In Thüringen stützt sich eine sogenannte Brombeer-Koalition aus CDU, BSW und SPD regelmäßig auf die Stimmen oder Enthaltungen der Linkspartei. In Sachsen agiert eine schwarz-rote Minderheitsregierung, die über einen etablierten Konsultationsmechanismus Gesetzesentwürfe frühzeitig mit Oppositionsfraktionen bespricht. Sachsens Ministerpräsident Kretschmer band dabei zuletzt auch die Grünen und die Linke als Mehrheitsbeschaffer in Haushaltsfragen ein.
Ob ein solches Verfahren eins zu eins auf Sachsen-Anhalt übertragbar ist, bleibt jedoch umstritten.
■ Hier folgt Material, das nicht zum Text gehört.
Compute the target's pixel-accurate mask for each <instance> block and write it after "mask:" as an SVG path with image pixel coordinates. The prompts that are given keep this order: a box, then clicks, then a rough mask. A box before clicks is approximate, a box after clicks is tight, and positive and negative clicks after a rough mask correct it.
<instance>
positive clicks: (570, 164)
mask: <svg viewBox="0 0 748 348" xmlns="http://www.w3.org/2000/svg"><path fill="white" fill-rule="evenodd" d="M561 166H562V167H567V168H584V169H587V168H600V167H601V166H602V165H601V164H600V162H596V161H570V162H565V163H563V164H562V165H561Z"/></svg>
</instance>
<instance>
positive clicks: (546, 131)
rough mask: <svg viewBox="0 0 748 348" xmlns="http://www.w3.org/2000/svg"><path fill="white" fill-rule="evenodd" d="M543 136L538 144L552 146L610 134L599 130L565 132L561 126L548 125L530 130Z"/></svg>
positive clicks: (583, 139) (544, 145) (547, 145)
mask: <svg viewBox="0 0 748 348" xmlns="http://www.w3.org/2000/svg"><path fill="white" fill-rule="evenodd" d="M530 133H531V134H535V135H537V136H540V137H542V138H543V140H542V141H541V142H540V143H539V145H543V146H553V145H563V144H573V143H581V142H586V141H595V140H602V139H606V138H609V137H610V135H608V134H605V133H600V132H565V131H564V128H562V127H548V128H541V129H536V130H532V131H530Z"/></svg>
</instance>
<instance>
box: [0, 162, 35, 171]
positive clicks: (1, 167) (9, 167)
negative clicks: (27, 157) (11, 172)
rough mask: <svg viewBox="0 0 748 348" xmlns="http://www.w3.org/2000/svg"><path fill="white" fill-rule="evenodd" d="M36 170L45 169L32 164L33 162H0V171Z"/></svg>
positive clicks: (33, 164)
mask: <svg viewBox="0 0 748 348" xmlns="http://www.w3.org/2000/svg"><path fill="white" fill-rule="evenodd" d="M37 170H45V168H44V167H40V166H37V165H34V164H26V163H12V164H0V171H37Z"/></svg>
Ministerpräsident Sven Schulze hat wiederholt erklärt, dass es in seiner Landesregierung keine Ministerinnen oder Minister der Linkspartei geben wird. Zugleich stellt die Linkspartei die Bedingung, inhaltlich bei Vorhaben mitzureden. Innerhalb des konservativen Landesverbands der CDU stoßen informelle Absprachen auf erhebliche Skepsis und die Sorge vor internen Zerreißproben.
Wahlkampfauftritte an der Ostsee und scharfe Angriffe auf den politischen Gegner
Der politische Ton im ostdeutschen Wahlkampf hat sich indes verschärft. Bei einem Wahlkampfauftritt in Kühlungsborn an der Ostsee im benachbarten Mecklenburg-Vorpommern, wo am 20. September ebenfalls ein neuer Landtag gewählt wird, sah sich Merz heftigem Gegenwind aus der Bevölkerung ausgesetzt. Passanten pfiffen den Bundeskanzler aus und belegten ihn mit verbalen Attacken, weshalb ein geplantes Pressestatement kurzfristig abgesagt wurde.
In Sachsen-Anhalt warnte der CDU-Chef bei einer Kundgebung in Quedlinburg vor den wirtschaftlichen Folgen eines Erstarkens des politischen Randes. Sachsen-Anhalt darf kein Experimentierfeld für Wutbürger werden
, sagte Merz an der Seite von Ministerpräsident Sven Schulze. Er argumentierte, dass internationale Investoren abgeschreckt würden, sollte das Bundesland unregierbar werden. Zudem kritisierte er den politischen Kurs der AfD scharf und hielt dem dortigen Spitzenkandidaten vor, die wirtschaftliche Realität der Vergangenheit zu verklären. Im Jahr 2000 habe die Arbeitslosigkeit in der Region bei rund zwanzig Prozent gelegen, während sie aktuell bei etwa acht Prozent verharre.